SP'li Bozan: Bölgede 'hayır' çoğunluktaSP'li Bozan: Bölgede 'hayır' çoğunlukta

10 MADDEDE HAYIR

Hazırladığınız broşürlerde CHP'ye dair bir işaret kullanmadığınızı görüyorum. Referandumun bir parti meselesi olmadığını ifade etmek için mi kullanmadınız?

Evet, yapacağımız çalışmalarda CHP ile ilgili hiçbir şey olmayacak. Referandum için kullanacağımız arabalarda da olmayacak. Broşürlerde 10 madde ile neden Hayır dediğimizi açıkladık. Çok kısa olarak sıralayayım:

-Tek adam rejimine Hayır diyoruz.

-Parti devletine Hayır diyoruz.

-Meclis’in tasfiyesine Hayır diyoruz.

-Sorumsuz yönetime Hayır diyoruz.

-Teslim alınmış yargıya Hayır diyoruz.

-Ekonomik krize Hayır diyoruz.

-Teröre Hayır diyoruz.

-Ortak değerlerin tahribine Hayır diyoruz.

-Bölünmeye Hayır diyoruz.

-Seçilmiş krala Hayır diyoruz.

Halkımız bu maddeleri okuduğu zaman emin olun hepsini anlayacaktır. Evet’i savunanlardan sadece istikrar lafını duyuyoruz, peki 15 yıldır yönetimde siz vardınız, niye istikrar yoktu? Halkımız bu soruyu soruyor, soracak.

OHAL’DE REFERANDUM

İstikrar ve güvenlik, bunlar önemli elbette, ama güvenlik konusunda AK Partililer şöyle diyorlar; 'Daha önceki seçimlerde örgütün baskısı vardı halkın üzerinde, bu nedenle biz oy alamıyorduk. Şimdi OHAL koşullarında referanduma gidiyoruz. Bu kez de diğer partiler bu koşullarda referanduma gitmenin çok güvenli ve sağlıklı olmayacağı görüşünde. Siz ne diyorsunuz, bu seçim güvenli olacak mı, insanlar rahatça gidip oylarını kullanabilecekler mi?

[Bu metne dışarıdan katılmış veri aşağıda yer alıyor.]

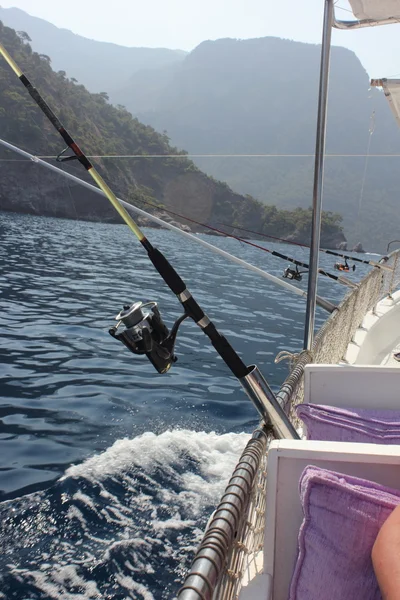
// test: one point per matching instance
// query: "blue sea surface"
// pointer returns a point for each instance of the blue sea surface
(108, 470)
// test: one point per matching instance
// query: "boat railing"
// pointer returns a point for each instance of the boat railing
(233, 540)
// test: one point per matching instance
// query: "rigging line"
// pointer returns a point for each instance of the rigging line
(264, 155)
(360, 200)
(372, 263)
(298, 263)
(170, 276)
(194, 238)
(33, 92)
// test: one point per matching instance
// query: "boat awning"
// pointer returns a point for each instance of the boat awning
(391, 87)
(375, 10)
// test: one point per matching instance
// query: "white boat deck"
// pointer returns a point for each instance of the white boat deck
(368, 378)
(378, 337)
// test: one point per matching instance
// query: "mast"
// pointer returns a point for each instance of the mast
(318, 175)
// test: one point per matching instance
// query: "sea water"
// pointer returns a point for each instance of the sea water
(109, 471)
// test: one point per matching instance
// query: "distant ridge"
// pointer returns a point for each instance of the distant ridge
(100, 66)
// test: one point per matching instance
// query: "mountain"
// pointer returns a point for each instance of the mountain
(154, 183)
(100, 66)
(259, 96)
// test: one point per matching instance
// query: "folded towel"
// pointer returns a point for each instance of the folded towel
(342, 517)
(331, 423)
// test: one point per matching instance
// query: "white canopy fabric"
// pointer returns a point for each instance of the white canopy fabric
(391, 87)
(376, 10)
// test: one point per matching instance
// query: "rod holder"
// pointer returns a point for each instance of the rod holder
(265, 401)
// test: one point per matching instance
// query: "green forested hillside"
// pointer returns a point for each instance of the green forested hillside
(100, 66)
(259, 96)
(102, 129)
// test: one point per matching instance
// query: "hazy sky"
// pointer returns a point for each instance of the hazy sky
(185, 23)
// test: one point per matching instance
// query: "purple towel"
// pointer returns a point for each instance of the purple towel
(331, 423)
(342, 517)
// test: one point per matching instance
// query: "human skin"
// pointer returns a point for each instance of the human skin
(386, 557)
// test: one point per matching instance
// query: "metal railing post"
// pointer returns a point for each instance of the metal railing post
(318, 174)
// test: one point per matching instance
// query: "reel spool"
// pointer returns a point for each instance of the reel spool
(344, 267)
(146, 333)
(294, 274)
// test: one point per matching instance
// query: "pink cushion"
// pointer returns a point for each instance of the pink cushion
(331, 423)
(342, 517)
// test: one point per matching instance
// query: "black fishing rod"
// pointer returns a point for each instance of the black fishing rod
(347, 257)
(145, 332)
(288, 273)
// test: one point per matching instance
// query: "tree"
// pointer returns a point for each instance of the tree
(23, 36)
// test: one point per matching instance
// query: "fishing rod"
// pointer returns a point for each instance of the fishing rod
(144, 331)
(371, 263)
(288, 273)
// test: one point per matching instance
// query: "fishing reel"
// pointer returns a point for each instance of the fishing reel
(146, 333)
(344, 267)
(294, 274)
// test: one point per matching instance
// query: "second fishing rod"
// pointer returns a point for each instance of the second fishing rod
(143, 330)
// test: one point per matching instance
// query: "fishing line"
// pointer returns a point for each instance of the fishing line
(371, 263)
(298, 263)
(144, 331)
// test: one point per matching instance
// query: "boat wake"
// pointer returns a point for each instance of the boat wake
(123, 524)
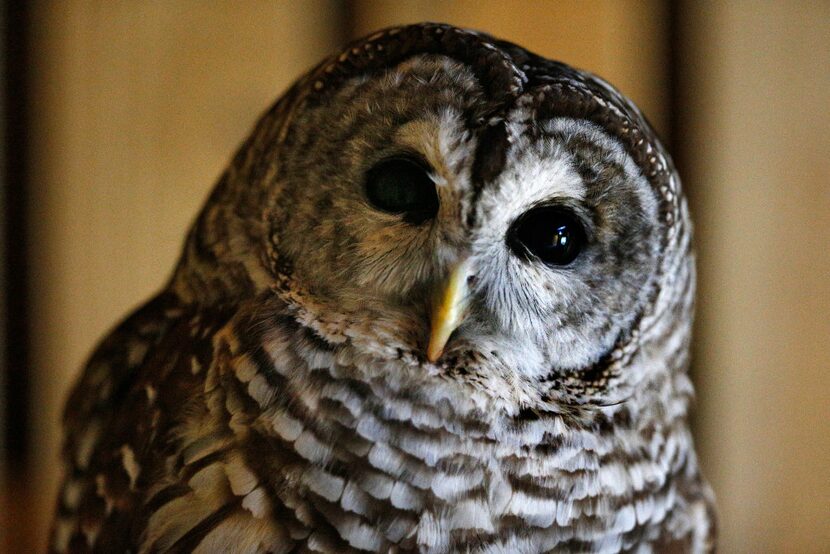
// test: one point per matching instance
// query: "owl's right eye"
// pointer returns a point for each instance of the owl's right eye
(402, 186)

Kırsal kesim için bir şey söyleyemeyeceğim, ama şehir merkezlerinde ve ilçe merkezlerinde hiçbir sıkıntı olacağını düşünmüyorum. En azından şimdilik öyle görünüyor. Ama olumsuz bir durum bize yansırsa bunu genel merkez ile paylaşacağız. OHAL diyoruz fakat bölgenin dışında da duruma bakarsanız gazeteciler tutuklanıyor, akademisyenler tutuklanıyor. Bu güvenlik problemi ülkenin her yerinde yaşanan bir sıkıntı ve kimse güvende değil artık. Sosyal medyadan görüyoruz, Haziran Hareketi’nden bir genç bıçaklandı. Afişler toplanıyor, salonlar verilmiyor, ama bize çok da ilginç gelmiyor, çünkü bu baskıları biz otuz yıldır yaşıyoruz.

SUR’DAN GÖÇ EDENLERİN OYLARI

Sur’da çok sayıda insan göç etti yaşanan çatışmalardan dolayı. Bu insanlar göç edip nereye gittiler, bunlar sandığa gidecek mi, oy kullanabilecekler mi? Bu konuyla ilgili çalışmanız veya araştırmanız oldu mu?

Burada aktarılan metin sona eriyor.